I began testing a few weeks ago by creating a few test VM's on the NFS mounted volume and after that went well I moved on to migrating a few existing non-critical VM's to the NFS mount. The performance over NFS was quite good and after letting things run for about a week I did not see anything obviously wonky with the virtual machines so I decided to enable deduplication or "Storage Efficiency" as NetApp calls it. One thing to note is that the deduplication only works for data added after it has been enabled. So if you have an existing volume that is already filled with data you won't see much benefit unless you tell the NetApp to scan all the data on volume.
HOW TOSo let's start with the command to manage dedup on a NetApp. The command is named 'sis'. Running sis with no options will give you the list of available options
netapp2240-1> sis The following commands are available; for more information type "sis help
" config off revert_to status help on start stop
The sis status command will show you if dedup is enabled.
netapp2240-1> sis status Path State Status Progress /vol/testvol Disabled Idle Idle for 02:12:30 /vol/vol_prod_data Enabled Active 70 GB Scanned
The sis on /vol/volname command will enable dedup on a volume.
netapp2240-1> sis on /vol/testvol SIS for "/vol/testvol" is enabled. Already existing data could be processed by running "sis start -s /vol/testvol".Notice that helpful message about processing already existing data? The default schedule once dedup is enabled is to run the process one a day at midnight. You can kick off the process manually with the sis start /vol/volname command. The start command has a '-s' option which will cause the dedup scan to process all of the existing data looking for duplication.
netapp2240-1> sis start -s /vol/testvol The file system will be scanned to process existing data in /vol/testvol. This operation may initialize related existing metafiles. Are you sure you want to proceed (y/n)? y The SIS operation for "/vol/testvol" is started. netapp2240-1> Wed Jul 11 14:10:06 CDT [aus-netapp2240-1:wafl.scan.start:info]: Starting SIS volume scan on volume testvol.You can use the sis status command to monitor the progress of the deduplication process.

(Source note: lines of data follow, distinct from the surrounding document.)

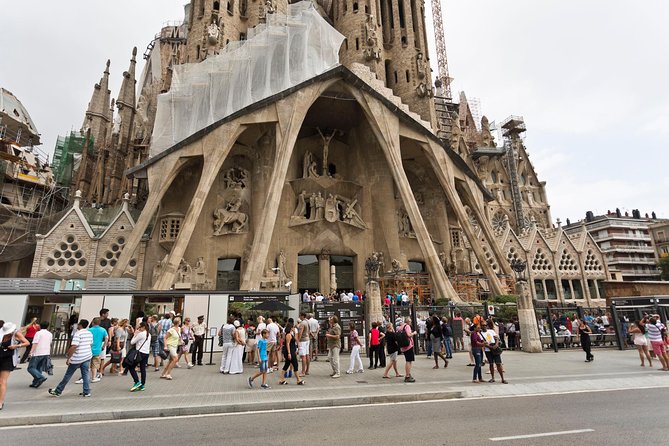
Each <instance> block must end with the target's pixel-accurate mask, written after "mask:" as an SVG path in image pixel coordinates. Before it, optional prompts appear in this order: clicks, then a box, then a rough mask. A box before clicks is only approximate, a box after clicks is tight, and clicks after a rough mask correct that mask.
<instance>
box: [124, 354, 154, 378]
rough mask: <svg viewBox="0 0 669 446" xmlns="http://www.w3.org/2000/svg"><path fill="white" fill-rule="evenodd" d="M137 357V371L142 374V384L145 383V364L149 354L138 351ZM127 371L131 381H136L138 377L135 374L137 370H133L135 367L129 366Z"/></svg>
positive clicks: (148, 361)
mask: <svg viewBox="0 0 669 446" xmlns="http://www.w3.org/2000/svg"><path fill="white" fill-rule="evenodd" d="M139 357H140V360H139V373H140V374H141V375H142V385H144V384H146V364H147V363H148V362H149V354H148V353H140V354H139ZM128 371H129V372H130V376H132V379H133V382H135V383H138V382H139V377H138V376H137V370H135V367H130V369H129V370H128Z"/></svg>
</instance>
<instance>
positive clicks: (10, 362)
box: [0, 321, 30, 410]
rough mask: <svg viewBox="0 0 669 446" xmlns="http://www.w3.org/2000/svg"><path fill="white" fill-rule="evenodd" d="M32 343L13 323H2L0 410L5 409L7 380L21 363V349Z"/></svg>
mask: <svg viewBox="0 0 669 446" xmlns="http://www.w3.org/2000/svg"><path fill="white" fill-rule="evenodd" d="M29 345H30V342H28V340H27V339H26V338H25V336H23V334H21V333H20V332H19V331H17V330H16V325H14V324H12V323H11V322H5V321H0V410H2V409H3V408H4V407H5V394H6V393H7V380H8V379H9V374H10V373H11V372H12V371H13V370H14V369H15V368H16V366H17V365H18V363H19V349H20V348H21V347H28V346H29Z"/></svg>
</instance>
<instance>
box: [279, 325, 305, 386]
mask: <svg viewBox="0 0 669 446" xmlns="http://www.w3.org/2000/svg"><path fill="white" fill-rule="evenodd" d="M292 321H293V320H292V319H288V322H286V328H285V329H284V333H285V337H284V343H283V347H282V349H281V353H282V354H283V359H284V363H283V371H282V372H281V380H280V381H279V384H280V385H285V384H288V381H286V375H287V373H288V369H290V368H291V367H292V368H293V374H294V375H295V379H296V381H297V385H299V386H301V385H303V384H304V379H300V374H299V373H297V367H298V365H297V341H295V333H294V332H293V322H292Z"/></svg>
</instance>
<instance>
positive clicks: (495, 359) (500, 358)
mask: <svg viewBox="0 0 669 446" xmlns="http://www.w3.org/2000/svg"><path fill="white" fill-rule="evenodd" d="M485 357H486V359H487V360H488V363H489V364H502V355H493V354H492V352H485Z"/></svg>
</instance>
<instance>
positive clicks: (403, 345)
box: [395, 327, 410, 348]
mask: <svg viewBox="0 0 669 446" xmlns="http://www.w3.org/2000/svg"><path fill="white" fill-rule="evenodd" d="M395 341H396V342H397V346H398V347H399V348H405V347H408V346H409V345H410V342H409V336H408V335H407V332H406V330H405V329H404V327H402V329H401V330H398V331H397V335H396V336H395Z"/></svg>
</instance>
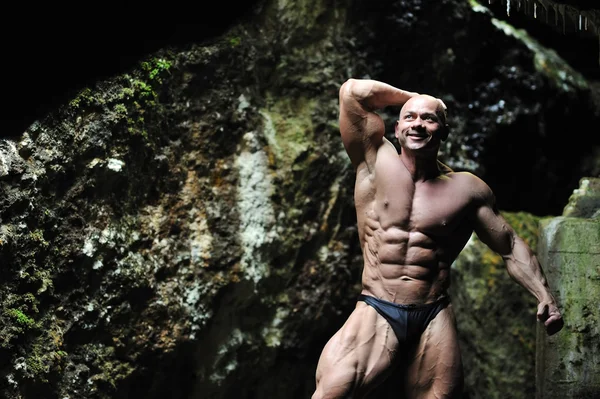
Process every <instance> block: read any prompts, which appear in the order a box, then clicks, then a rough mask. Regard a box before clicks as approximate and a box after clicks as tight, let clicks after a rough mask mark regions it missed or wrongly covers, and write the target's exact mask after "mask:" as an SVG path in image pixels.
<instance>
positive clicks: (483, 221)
mask: <svg viewBox="0 0 600 399" xmlns="http://www.w3.org/2000/svg"><path fill="white" fill-rule="evenodd" d="M477 186H479V187H477V188H476V189H475V196H476V200H475V203H474V205H475V209H474V211H473V214H472V216H473V220H472V221H473V227H474V229H475V233H476V234H477V237H479V239H480V240H481V241H482V242H483V243H484V244H486V245H487V246H488V247H489V248H490V249H491V250H493V251H494V252H496V253H498V254H499V255H500V256H502V259H504V262H505V263H506V268H507V271H508V274H509V275H510V276H511V277H512V278H513V279H514V280H515V281H516V282H517V283H519V284H520V285H521V286H523V287H524V288H526V289H527V290H528V291H529V292H530V293H531V294H533V295H534V296H535V297H536V299H537V300H538V303H539V305H538V309H537V318H538V320H540V321H541V322H543V323H544V326H545V327H546V332H547V333H548V335H553V334H555V333H557V332H558V331H560V330H561V329H562V327H563V325H564V322H563V319H562V315H561V313H560V310H559V309H558V305H557V303H556V300H555V299H554V296H553V295H552V293H551V291H550V287H549V286H548V282H547V280H546V277H545V275H544V271H543V270H542V267H541V265H540V263H539V262H538V260H537V258H536V256H535V254H534V253H533V251H532V250H531V248H530V247H529V246H528V245H527V244H526V243H525V241H523V240H522V239H521V238H520V237H519V236H518V235H517V234H516V233H515V231H514V230H513V228H512V227H511V226H510V225H509V224H508V223H507V222H506V220H505V219H504V218H503V217H502V215H500V213H499V212H498V210H497V209H496V205H495V198H494V194H493V193H492V191H491V190H490V188H489V187H488V186H487V185H486V184H485V183H483V182H478V184H477Z"/></svg>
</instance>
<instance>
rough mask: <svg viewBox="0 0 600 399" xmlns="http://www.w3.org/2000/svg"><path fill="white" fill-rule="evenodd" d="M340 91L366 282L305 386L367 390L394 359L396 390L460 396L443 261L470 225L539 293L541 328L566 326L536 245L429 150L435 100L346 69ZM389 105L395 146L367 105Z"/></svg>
mask: <svg viewBox="0 0 600 399" xmlns="http://www.w3.org/2000/svg"><path fill="white" fill-rule="evenodd" d="M339 101H340V120H339V122H340V132H341V136H342V141H343V143H344V147H345V148H346V151H347V153H348V155H349V157H350V160H351V162H352V164H353V166H354V167H355V169H356V186H355V192H354V196H355V204H356V214H357V222H358V232H359V239H360V243H361V248H362V252H363V257H364V269H363V275H362V287H363V289H362V293H361V295H360V296H359V298H358V301H357V304H356V308H355V309H354V311H353V312H352V314H351V315H350V316H349V318H348V320H347V321H346V322H345V324H344V325H343V326H342V327H341V329H340V330H339V331H338V332H337V333H336V334H335V335H334V336H333V337H332V338H331V339H330V340H329V342H328V343H327V344H326V345H325V348H324V349H323V352H322V354H321V358H320V359H319V363H318V366H317V372H316V390H315V392H314V394H313V397H312V398H313V399H322V398H348V397H351V398H363V397H366V396H367V394H369V392H371V391H372V390H373V389H374V388H375V387H376V386H377V385H378V384H379V383H380V382H381V381H382V380H383V379H385V378H386V377H387V376H388V375H389V374H390V373H391V371H392V370H393V369H394V368H395V367H396V366H397V365H398V364H400V365H401V367H403V368H402V369H401V370H402V375H403V378H404V381H402V385H403V386H404V388H403V389H404V391H405V392H403V393H399V394H400V395H402V394H404V395H405V397H408V398H455V397H460V395H461V394H462V386H463V370H462V363H461V357H460V352H459V346H458V340H457V333H456V326H455V319H454V314H453V311H452V305H451V304H450V300H449V298H448V293H447V289H448V286H449V283H450V266H451V264H452V262H453V261H454V260H455V259H456V257H457V256H458V254H459V253H460V251H461V250H462V249H463V247H464V246H465V244H466V243H467V241H468V240H469V238H470V237H471V234H472V233H473V231H474V232H475V233H476V234H477V236H478V237H479V239H480V240H481V241H483V242H484V243H485V244H486V245H488V246H489V247H490V248H491V249H492V250H493V251H495V252H497V253H498V254H500V255H501V256H502V258H503V259H504V261H505V263H506V267H507V270H508V273H509V274H510V276H511V277H512V278H513V279H514V280H516V282H518V283H519V284H521V285H522V286H523V287H524V288H526V289H527V290H528V291H529V292H530V293H531V294H532V295H534V296H535V297H536V298H537V300H538V302H539V305H538V309H537V318H538V320H539V321H540V322H543V323H544V325H545V328H546V331H547V333H548V334H549V335H552V334H554V333H556V332H558V331H559V330H560V329H561V328H562V326H563V321H562V317H561V314H560V311H559V309H558V307H557V304H556V301H555V299H554V297H553V295H552V293H551V292H550V289H549V287H548V284H547V283H546V279H545V277H544V273H543V270H542V268H541V266H540V264H539V263H538V261H537V259H536V257H535V255H534V254H533V252H532V250H531V249H530V248H529V247H528V246H527V244H525V242H524V241H523V240H522V239H521V238H519V237H518V236H517V235H516V234H515V232H514V230H513V229H512V228H511V227H510V226H509V225H508V224H507V222H506V221H505V220H504V219H503V218H502V216H501V215H500V214H499V213H498V210H497V209H496V206H495V203H494V195H493V193H492V191H491V190H490V188H489V187H488V186H487V184H486V183H484V182H483V181H482V180H481V179H479V178H478V177H476V176H475V175H473V174H471V173H467V172H453V171H452V170H451V169H450V168H448V167H447V166H445V165H444V164H442V163H441V162H439V161H438V159H437V154H438V149H439V147H440V143H441V141H443V140H445V139H446V138H447V137H448V125H447V124H446V106H445V105H444V103H443V102H442V101H441V100H439V99H436V98H435V97H431V96H427V95H419V94H418V93H412V92H407V91H403V90H400V89H398V88H395V87H393V86H390V85H388V84H385V83H382V82H378V81H374V80H360V79H349V80H348V81H346V82H345V83H344V84H343V85H342V87H341V88H340V92H339ZM386 106H398V107H400V106H402V109H401V111H400V115H399V120H398V121H397V122H396V125H395V136H396V138H397V139H398V142H399V143H400V146H401V149H402V150H401V153H400V155H398V152H397V151H396V148H395V147H394V145H393V144H392V143H391V142H389V141H388V140H387V139H385V138H384V123H383V120H382V119H381V117H380V116H379V115H377V114H376V113H375V112H374V111H375V110H377V109H381V108H384V107H386Z"/></svg>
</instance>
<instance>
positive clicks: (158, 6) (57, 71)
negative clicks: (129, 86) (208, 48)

netapp2240-1> sis status Path State Status Progress /vol/testvol Enabled Active 4 KB (100%) Done
RESULTSFor my volume that is storing VMware virtual machine disks I am seeing an unbelievable 59% savings of disk space. It's pretty crazy. I keep adding virtual machine disks to the volume and the used space hardly grows at all. So far all of the virtual machines I have put on this volume are Linux. I expect once I start adding some Windows VM's the savings will go down somewhat.
To highlight the importance of using the '-s' option to process all existing data I have this example from a volume that is used as a file share for user data. We enabled dedup and after several nightly dedup runs we were disappointed to see almost no savings.
|Dedup enabled but without initially using the '-s' option.|
|After reprocessing with '-s'.|
I recommend enabling deduplication on any file share volumes or VMware volumes. You will probably see more savings with the VMware volumes because multiple copies of operating systems will have lots of duplicate files. So far I have seen between 15-30% savings for file share volumes and up to 59% savings for VMware volumes.